For all the hue-and-cry about Trump's alleged "indecency" sitting Republicans have had little problem falling in line with his legislative agenda. Neither have many corporate Democrats.  Republicans on the state level continue to undermine what is left of American democracy -- such as it was -- through gerrymandering, voter suppression, vote fraud and even outright authoritarian maneuvers such as those that are occurring in Wisconsin and Michigan. 

Every time the Republicans push the United States further and further towards the right the Democrats adapt and ultimately fall in line with the new normal. 

In the interregnums where the Democrats supposedly reigned little was made better. Clinton campaigned as a pro-death penalty, anti-"entitlement" Democrat and took great pride in policies and rhetoric that led to the dismantling of the American welfare state, the scapegoating of immigrants and the mass incarceration of black Americans.

Obama singularly failed to hold the Wall St. elite accountable for the crimes that brought the 2008 economic meltdown and continued Bush's imperialist and adventurist aggressive war polices with little to no change. In fact, of course, Obama left a terrible legacy of death and destruction with the ongoing and endless war in Afghanistan, the increased use of illegal drone attacks, the appalling Libya intervention, the coup in Honduras,and the rest of the shitshow that was his foreign policy record.

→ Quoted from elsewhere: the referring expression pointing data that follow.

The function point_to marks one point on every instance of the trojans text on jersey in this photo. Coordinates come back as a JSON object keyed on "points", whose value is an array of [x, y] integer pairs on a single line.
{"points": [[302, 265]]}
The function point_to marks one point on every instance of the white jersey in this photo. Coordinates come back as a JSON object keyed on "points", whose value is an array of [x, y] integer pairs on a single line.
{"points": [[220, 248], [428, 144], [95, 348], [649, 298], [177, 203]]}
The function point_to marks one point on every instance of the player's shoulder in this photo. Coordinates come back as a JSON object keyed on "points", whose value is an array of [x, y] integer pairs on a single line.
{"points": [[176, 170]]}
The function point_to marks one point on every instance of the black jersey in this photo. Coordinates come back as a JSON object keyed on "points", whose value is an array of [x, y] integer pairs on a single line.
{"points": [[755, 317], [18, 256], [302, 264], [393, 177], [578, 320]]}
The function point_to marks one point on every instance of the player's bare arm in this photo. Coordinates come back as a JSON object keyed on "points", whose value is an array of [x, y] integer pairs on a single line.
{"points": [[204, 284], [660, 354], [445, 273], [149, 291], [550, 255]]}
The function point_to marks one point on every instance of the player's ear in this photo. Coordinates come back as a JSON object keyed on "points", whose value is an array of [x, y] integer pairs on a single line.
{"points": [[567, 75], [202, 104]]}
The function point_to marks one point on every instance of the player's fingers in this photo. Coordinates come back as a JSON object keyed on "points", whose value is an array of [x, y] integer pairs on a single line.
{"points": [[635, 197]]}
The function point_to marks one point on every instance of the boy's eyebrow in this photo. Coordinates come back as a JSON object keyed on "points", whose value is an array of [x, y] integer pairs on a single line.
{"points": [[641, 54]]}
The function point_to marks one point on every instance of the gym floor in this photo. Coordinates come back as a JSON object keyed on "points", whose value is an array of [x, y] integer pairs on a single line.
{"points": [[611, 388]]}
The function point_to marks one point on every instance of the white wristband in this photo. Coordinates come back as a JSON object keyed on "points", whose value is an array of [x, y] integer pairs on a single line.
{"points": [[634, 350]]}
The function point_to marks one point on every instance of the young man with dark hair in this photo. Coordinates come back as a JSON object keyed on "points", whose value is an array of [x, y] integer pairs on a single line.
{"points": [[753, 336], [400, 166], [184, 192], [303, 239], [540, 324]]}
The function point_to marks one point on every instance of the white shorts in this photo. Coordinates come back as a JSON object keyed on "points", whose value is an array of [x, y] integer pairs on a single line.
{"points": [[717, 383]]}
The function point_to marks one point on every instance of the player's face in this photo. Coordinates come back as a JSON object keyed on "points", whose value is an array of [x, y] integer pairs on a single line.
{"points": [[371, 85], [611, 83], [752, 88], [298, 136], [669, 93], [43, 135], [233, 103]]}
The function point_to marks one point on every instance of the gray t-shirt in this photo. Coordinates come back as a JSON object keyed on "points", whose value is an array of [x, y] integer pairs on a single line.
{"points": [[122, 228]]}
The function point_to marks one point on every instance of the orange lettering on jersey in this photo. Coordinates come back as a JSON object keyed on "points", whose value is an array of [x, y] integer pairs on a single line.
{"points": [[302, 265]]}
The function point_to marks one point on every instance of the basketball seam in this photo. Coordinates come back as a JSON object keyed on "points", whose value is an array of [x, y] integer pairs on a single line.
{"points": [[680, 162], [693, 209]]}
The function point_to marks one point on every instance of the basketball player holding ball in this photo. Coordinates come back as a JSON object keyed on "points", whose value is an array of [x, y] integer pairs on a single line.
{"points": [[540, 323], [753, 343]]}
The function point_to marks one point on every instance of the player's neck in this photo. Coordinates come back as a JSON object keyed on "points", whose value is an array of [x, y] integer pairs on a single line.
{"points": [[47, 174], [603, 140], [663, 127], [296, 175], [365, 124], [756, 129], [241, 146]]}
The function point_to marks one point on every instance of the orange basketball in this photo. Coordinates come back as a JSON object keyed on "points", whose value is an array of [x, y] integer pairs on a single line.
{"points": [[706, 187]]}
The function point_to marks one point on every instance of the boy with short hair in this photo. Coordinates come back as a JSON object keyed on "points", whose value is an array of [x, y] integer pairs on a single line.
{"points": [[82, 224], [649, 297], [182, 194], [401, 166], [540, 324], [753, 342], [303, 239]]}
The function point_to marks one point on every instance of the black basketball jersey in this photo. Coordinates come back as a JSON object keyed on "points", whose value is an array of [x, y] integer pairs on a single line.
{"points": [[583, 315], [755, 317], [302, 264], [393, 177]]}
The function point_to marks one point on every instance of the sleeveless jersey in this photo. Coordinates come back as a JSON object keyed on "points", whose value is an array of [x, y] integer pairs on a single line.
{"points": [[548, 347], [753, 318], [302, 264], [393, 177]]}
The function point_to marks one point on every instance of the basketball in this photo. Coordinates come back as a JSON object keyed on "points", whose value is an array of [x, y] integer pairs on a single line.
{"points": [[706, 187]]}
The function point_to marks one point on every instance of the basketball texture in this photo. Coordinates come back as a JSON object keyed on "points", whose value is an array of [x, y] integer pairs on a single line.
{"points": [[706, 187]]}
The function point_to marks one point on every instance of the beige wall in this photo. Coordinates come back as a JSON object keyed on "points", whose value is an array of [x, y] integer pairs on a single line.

Now Hilary Clinton echoes Trump by calling for Europe to curb immigration to "stop" the far right. It is not much of victory to keep extremists out of power by adopting their worst policies.

Ultimately this is where the danger lies in creating this myth of the virtuous, "good" American reactionary. It not simply normalizes what was the right wing extremism and incivility of just ten years ago, it also helps to normalize the politics and ideological underpinnings of it. It creates the conditions for the birthing of an enfant terrible like Trump and then for the worse yet that may follow.